Now even the smell of it reminds me of solitude, of time then and time now, years of Friday nights spent in my Amsterdam apartment sitting on the floor by the open windows on a summer's evening after my phone call to Anna, some concert or opera on the airwaves, BBC Radio 3 sneaking its way onto my foreign dial like a subtle cultural imperialism. I turn up the stereo and let it take over the space inside my head as well as the one in the room. I love the fact that I know nothing at all about classical music. I like the way it rolls back away from us in time, like a country whose history I have never learned. It is one of the things that make me feel really good about the idea of growing old: that there will be so much time and space to discover it in.

Perhaps not surprisingly, when I paint this fantasy I am always alone in it, a teenager grown old, with no need of anyone else to share it with. Not lovers. Not even best friends.

But what about Lily? What would happen to my life if Lily had to be included in it?
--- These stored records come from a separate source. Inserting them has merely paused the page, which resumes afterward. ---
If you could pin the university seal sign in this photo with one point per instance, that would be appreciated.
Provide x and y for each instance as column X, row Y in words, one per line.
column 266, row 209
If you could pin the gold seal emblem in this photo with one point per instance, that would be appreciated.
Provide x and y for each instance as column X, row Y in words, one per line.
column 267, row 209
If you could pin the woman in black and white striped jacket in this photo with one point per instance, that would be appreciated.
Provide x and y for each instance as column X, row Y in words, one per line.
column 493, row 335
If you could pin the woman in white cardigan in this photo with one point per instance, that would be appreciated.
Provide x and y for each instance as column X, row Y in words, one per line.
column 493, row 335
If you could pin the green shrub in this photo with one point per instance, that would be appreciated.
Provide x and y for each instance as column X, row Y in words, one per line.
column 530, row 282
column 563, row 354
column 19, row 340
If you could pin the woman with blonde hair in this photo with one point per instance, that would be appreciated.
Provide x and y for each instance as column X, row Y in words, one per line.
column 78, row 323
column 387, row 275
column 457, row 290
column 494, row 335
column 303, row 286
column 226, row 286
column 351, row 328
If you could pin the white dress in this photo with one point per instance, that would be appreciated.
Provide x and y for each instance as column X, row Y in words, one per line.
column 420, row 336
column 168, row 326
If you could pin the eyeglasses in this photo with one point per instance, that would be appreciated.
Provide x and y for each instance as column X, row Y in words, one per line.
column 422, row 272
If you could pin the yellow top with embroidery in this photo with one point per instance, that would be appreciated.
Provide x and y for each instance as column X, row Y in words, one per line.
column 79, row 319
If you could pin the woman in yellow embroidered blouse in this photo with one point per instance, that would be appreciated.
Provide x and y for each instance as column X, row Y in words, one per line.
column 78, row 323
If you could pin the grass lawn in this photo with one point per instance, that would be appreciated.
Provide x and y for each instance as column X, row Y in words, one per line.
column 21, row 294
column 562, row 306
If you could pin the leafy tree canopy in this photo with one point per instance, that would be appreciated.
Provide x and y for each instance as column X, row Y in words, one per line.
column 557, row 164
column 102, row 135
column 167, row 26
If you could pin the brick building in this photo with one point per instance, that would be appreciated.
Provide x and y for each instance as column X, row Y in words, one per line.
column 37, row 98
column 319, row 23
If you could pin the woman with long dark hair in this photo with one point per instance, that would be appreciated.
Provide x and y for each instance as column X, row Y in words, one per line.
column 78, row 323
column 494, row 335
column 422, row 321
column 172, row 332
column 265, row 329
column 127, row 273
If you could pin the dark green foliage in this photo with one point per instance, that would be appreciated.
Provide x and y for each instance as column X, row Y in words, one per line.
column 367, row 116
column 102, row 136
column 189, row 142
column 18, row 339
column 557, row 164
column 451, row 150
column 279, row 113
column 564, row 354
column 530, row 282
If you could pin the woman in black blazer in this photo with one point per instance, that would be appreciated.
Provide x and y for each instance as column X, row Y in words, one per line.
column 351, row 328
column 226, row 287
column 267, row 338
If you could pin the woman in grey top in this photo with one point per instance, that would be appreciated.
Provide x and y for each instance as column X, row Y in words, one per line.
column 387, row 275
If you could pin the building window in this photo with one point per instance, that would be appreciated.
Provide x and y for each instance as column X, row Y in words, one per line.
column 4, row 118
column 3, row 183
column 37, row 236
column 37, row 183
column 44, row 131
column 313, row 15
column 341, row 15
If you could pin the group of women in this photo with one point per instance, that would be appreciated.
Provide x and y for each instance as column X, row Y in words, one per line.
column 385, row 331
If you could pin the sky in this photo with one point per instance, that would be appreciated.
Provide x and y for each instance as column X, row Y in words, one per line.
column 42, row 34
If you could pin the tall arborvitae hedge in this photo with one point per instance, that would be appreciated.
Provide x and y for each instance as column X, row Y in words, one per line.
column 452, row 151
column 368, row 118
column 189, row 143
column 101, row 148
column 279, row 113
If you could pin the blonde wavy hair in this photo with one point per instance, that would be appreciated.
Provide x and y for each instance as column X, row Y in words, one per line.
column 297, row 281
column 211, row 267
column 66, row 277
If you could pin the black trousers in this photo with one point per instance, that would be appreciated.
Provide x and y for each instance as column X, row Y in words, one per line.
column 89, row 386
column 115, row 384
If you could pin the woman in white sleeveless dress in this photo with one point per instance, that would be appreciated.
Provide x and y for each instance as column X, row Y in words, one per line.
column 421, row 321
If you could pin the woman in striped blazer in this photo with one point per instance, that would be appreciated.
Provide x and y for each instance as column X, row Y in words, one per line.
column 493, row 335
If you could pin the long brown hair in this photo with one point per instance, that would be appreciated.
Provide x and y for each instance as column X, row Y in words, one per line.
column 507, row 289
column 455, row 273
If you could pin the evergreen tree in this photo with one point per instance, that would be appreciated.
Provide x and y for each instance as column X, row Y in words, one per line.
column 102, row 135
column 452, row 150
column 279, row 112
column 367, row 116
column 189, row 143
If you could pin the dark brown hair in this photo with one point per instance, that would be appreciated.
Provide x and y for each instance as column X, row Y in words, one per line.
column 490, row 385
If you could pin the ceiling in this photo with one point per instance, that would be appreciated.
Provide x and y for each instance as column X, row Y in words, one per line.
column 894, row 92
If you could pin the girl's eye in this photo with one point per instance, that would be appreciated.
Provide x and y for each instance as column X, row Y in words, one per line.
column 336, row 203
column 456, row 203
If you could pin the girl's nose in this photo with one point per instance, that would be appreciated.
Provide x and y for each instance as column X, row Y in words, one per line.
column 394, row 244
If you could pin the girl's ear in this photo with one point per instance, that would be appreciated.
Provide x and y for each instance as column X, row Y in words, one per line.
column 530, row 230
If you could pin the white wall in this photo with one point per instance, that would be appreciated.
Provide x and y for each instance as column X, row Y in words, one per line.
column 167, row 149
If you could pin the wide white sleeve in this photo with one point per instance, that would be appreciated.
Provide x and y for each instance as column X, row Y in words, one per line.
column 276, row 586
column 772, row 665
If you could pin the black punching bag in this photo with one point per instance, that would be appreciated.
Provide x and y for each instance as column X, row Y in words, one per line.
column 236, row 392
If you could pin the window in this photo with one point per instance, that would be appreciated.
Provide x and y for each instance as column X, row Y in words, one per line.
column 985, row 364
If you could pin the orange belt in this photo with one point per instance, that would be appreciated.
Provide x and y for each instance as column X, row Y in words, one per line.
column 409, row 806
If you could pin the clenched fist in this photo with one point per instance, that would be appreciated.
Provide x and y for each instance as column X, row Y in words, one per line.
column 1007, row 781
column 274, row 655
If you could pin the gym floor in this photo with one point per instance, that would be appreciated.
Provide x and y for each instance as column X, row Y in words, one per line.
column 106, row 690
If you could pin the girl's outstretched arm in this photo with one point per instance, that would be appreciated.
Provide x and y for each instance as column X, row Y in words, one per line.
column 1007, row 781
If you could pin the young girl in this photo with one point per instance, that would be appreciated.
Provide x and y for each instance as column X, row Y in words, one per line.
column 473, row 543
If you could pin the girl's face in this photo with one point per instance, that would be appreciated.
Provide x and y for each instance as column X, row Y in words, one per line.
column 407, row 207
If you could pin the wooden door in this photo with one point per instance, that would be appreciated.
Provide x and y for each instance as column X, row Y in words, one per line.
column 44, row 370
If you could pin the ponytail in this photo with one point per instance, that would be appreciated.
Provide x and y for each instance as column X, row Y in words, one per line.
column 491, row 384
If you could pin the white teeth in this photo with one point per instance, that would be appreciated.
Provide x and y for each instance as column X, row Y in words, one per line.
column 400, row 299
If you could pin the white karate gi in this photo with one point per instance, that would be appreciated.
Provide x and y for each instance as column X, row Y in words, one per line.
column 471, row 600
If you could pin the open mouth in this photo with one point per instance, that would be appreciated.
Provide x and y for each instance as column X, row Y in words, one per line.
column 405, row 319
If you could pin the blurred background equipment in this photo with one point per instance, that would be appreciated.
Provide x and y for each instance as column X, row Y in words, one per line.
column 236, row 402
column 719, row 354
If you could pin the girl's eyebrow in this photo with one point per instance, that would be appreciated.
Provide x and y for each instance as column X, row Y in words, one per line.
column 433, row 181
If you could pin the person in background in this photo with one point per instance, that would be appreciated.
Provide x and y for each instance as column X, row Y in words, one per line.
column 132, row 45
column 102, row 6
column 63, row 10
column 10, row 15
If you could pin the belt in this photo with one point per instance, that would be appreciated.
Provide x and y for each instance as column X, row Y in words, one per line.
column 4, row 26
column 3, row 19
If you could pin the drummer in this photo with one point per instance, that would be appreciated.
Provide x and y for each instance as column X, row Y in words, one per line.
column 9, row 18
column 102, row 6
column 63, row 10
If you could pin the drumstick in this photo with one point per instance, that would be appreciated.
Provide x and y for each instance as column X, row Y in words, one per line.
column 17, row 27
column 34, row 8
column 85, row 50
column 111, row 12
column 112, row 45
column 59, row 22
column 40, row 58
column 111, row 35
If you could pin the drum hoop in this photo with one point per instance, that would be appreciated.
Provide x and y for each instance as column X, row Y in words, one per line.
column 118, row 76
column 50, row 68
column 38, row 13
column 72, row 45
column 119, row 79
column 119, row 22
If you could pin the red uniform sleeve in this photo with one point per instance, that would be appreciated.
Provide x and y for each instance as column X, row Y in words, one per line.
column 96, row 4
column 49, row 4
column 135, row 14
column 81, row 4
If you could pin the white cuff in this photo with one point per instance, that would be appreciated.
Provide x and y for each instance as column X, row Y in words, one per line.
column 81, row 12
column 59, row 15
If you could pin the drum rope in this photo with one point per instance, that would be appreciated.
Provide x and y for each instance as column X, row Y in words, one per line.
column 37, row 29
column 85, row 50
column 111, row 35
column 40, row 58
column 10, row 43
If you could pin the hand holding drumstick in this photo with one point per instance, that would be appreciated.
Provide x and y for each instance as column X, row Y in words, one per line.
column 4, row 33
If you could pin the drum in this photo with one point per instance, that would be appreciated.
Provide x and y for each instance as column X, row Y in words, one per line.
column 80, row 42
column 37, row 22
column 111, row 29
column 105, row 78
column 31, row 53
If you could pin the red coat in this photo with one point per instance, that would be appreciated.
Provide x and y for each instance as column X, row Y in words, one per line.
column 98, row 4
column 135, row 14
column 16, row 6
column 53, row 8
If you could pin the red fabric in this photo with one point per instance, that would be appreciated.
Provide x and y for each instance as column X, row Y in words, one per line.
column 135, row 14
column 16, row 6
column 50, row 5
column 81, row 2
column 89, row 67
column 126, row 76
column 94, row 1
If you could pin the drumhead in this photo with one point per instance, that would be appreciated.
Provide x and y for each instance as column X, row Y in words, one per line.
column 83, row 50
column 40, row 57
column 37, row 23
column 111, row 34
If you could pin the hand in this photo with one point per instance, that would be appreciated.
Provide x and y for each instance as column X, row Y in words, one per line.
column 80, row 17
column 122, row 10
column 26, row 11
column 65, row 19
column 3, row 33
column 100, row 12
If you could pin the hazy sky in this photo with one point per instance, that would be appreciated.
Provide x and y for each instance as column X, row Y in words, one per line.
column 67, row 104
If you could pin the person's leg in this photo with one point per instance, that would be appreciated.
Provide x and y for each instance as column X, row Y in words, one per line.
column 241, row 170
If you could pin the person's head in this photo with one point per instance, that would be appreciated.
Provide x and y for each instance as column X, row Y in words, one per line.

If Anna really didn't come home and we—me or Paul—were left holding the baby?

“She sounded funny. . . . When she said good-bye to me, she sounded sort of . . . sad, like she didn't want to go.”

Her words on the stairs came back like a sudden howl round in my head.

Just occasionally dope can let you down, can curdle contentment into paranoia, pleasure into palpitations.

I stubbed out the joint and made my way back to the bedroom, to check she was all right. Somewhere in the middle of an Italian night Lily's mother was in some kind of trouble, and there was nothing, nothing I could do to help her.